J’étais moi-même en mission au Sénégal au moment de l’arrestation de ces personnes. J’y rencontrais, comme à chaque fois, les activistes des droits LGBT qui œuvrent de manière extrêmement courageuse pour rendre la société sénégalaise plus tolérante et respectueuse des différences. Je le constate d’ailleurs, et avec beaucoup de peine, à chacun de mes déplacements au Sénégal: la situation n’avance pas sur cette question des droits humains malgré sa totale légitimité.

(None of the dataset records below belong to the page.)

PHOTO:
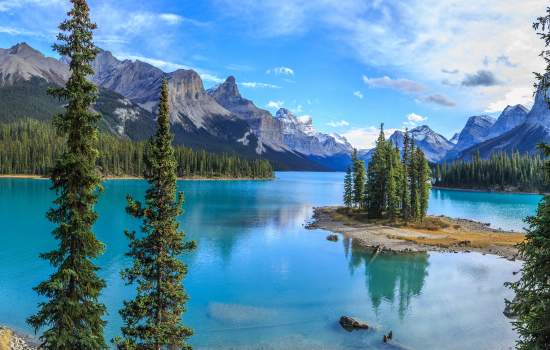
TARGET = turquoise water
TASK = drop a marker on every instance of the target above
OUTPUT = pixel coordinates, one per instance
(261, 280)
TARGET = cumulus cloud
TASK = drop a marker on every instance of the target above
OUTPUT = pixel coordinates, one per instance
(522, 96)
(425, 41)
(439, 100)
(338, 123)
(416, 118)
(170, 18)
(275, 104)
(402, 85)
(480, 78)
(255, 85)
(281, 71)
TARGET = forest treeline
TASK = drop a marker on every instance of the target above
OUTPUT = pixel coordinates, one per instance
(31, 147)
(395, 185)
(500, 172)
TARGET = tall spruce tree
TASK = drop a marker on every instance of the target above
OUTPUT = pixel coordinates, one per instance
(378, 177)
(152, 320)
(405, 187)
(358, 180)
(424, 183)
(72, 314)
(532, 303)
(348, 188)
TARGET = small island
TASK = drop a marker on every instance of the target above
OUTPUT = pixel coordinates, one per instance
(435, 233)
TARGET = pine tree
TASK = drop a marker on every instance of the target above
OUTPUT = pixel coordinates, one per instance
(72, 313)
(378, 177)
(395, 174)
(358, 181)
(532, 303)
(424, 183)
(405, 187)
(348, 188)
(152, 320)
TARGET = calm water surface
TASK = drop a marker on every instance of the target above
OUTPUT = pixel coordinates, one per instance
(260, 280)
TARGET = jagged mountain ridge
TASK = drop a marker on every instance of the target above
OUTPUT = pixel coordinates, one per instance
(129, 92)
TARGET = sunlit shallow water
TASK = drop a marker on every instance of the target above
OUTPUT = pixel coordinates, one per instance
(261, 280)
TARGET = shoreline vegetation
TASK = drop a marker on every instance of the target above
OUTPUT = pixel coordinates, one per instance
(108, 177)
(32, 147)
(489, 190)
(436, 233)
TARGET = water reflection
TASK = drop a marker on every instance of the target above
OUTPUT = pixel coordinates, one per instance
(394, 278)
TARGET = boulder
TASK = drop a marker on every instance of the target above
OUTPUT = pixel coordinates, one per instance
(350, 323)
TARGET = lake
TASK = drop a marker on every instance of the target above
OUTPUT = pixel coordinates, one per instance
(260, 280)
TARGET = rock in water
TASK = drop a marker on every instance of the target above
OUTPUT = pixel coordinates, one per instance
(350, 323)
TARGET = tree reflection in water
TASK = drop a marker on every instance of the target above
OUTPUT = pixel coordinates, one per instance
(388, 276)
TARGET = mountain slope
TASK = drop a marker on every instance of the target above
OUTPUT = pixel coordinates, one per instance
(524, 138)
(434, 145)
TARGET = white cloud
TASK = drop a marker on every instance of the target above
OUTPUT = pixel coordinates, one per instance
(338, 123)
(402, 85)
(515, 96)
(171, 18)
(415, 118)
(365, 138)
(305, 119)
(275, 104)
(281, 71)
(255, 85)
(433, 37)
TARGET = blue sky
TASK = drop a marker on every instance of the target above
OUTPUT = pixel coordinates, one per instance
(349, 64)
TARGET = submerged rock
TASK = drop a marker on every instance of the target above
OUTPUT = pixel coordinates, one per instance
(350, 323)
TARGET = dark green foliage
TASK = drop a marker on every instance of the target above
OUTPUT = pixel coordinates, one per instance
(358, 180)
(152, 320)
(348, 188)
(500, 172)
(377, 178)
(71, 313)
(532, 302)
(31, 147)
(397, 186)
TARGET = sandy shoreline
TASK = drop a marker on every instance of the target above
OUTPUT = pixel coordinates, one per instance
(11, 340)
(484, 190)
(461, 235)
(39, 177)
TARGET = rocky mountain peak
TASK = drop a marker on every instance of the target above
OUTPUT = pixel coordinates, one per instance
(226, 92)
(24, 50)
(188, 83)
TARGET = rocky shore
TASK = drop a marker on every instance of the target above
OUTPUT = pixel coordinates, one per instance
(449, 235)
(10, 340)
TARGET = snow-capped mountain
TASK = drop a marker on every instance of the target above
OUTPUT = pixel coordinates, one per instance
(434, 145)
(284, 131)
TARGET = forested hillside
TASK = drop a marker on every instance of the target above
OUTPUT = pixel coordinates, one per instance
(501, 172)
(31, 147)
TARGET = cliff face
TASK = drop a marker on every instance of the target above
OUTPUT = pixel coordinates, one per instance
(284, 131)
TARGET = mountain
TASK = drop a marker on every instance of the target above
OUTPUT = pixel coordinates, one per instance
(128, 95)
(524, 138)
(434, 145)
(476, 130)
(285, 131)
(511, 117)
(454, 139)
(25, 77)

Rappelons ici la situation juridique: au terme du Code pénal sénégalais, de l’article 319 plus précisément, les actes homosexuels sont passibles de 5 années d’emprisonnement. Alors bien sûr, les autorités sénégalaises ont déjà affirmé que l’homosexualité n’est pas criminalisée en tant que telle se basant sur une lecture littérale du texte de l’article de loi qui dispose que: « quiconque aura commis un acte impudique contre nature avec un individu de même sexe sera puni d’un emprisonnement d’un à cinq ans et d’une amende de 100.000 à 1.500.000 francs. Si l’acte a été commis avec un mineur de moins de 21 ans, le maximum de la peine sera toujours prononcé ». Si le Code pénal ne définit pas explicitement ce qu’est un « acte impudique contre nature », il est clairement utilisé contre des personnes en raison de leur orientation sexuelle. C’est une évidence objectivement constatable et constatée!
Par le passé déjà, le Sénégal a utilisé cet article, je pense notamment à l’arrestation, en janvier 2009, de 9 hommes qui ont été condamnés à 8 années d’emprisonnement pour « conduite indécente et actes contre nature et association de malfaiteurs ». Ils étaient homosexuels et faisaient de la prévention au VIH… Une mobilisation internationale extrêmement forte s’était alors déclenchée pour dénoncer cette condamnation et en avril 2009, la Cour d’Appel de Dakar l’a annulée. Cela n’a pas empêché les médias de relayer des messages dramatiquement homophobes en appelant à agresser les homosexuels… Ce traitement médiatique, c’est aussi celui qu’ont dû subir ces 7 personnes: je le répète, j’étais sur place, et j’ai lu les « une » des journaux, j’ai lu la haine. C’était terrible…
Le Sénégal doit faire évoluer sa législation. C’est ma conviction profonde. Il ne s’agit pas là de donner des leçons de démocratie, de se poser en donneur de leçons; il s’agit simplement que le Sénégal respecte ses obligations internationales issues du Pacte international relatif aux droits civils et politiques, notamment son article 17 (« nul ne sera l’objet d’immixtions arbitraires ou illégales dans sa vie privée, sa famille, son domicile ou sa correspondance, ni d’atteintes illégales à son honneur et à sa réputation ») ou de la Charte africaine des droits de l’Homme et des peuples. Depuis longtemps, les acteurs associatifs comme Human Rights Watch ou Amnesty International demandent au Sénégal la mise en place d’une politique respectueuse des droits des personnes. C’est également la même demande qui est faite par le Conseil des droits de l’homme de l’ONU. Sans succès jusqu’à maintenant.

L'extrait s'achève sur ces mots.